The calculating power of the quantum computer that QuTech is aiming for will make it possible, for the first time, to efficiently search through ‘big data’, to calculate the many different ways that proteins can fold (important, for example, for her development of medicines), to design materials that can conduct electricity without resistance (central to the transport of energy) or to simply crack different encryption methods. As TNO’s project manager Rogier Verberk says, “In this way the incredible power of a quantum computer can have considerable impact on virtually every major societal challenge that we face.”
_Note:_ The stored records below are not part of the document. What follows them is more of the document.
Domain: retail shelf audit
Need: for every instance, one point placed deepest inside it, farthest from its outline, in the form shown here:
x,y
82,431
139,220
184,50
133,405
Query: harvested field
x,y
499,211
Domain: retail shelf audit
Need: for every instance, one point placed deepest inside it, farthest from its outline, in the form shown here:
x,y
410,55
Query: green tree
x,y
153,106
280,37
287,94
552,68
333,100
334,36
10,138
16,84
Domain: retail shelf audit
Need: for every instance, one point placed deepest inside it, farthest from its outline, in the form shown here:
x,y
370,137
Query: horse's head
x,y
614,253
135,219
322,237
TNO and TU Delft in the world’s elite

In QuTech TNO brings in its top knowledge and experience of RF technology, optomechatronics, nano-technology, material science, contamination control, systems engineering, scaling research to applications and project management. The pioneering scientific work of TU Delft can thus be translated and accelerated into pilots and efficient control and reading of the qubits. TNO knowledge of material science allows simulations to be performed that provide insight into the correlation between the material properties, the effects on surfaces and quantum mechanical parameters. This is particularly valuable for the Majoranas in nanowires. TNO knowledge of optics means that pilots for secure quantum internet can be improved in terms of efficiency and ultimately be converted to wavelengths and a fibre technology familiar from telecommunication and thus enable production using cheap, robust components. In terms of nano-manufacture and contamination control, TNO’s knowledge will enable the more stable production of qubits than in the first generations as well as gradual scaling up to larger quantities of qubits on a single chip.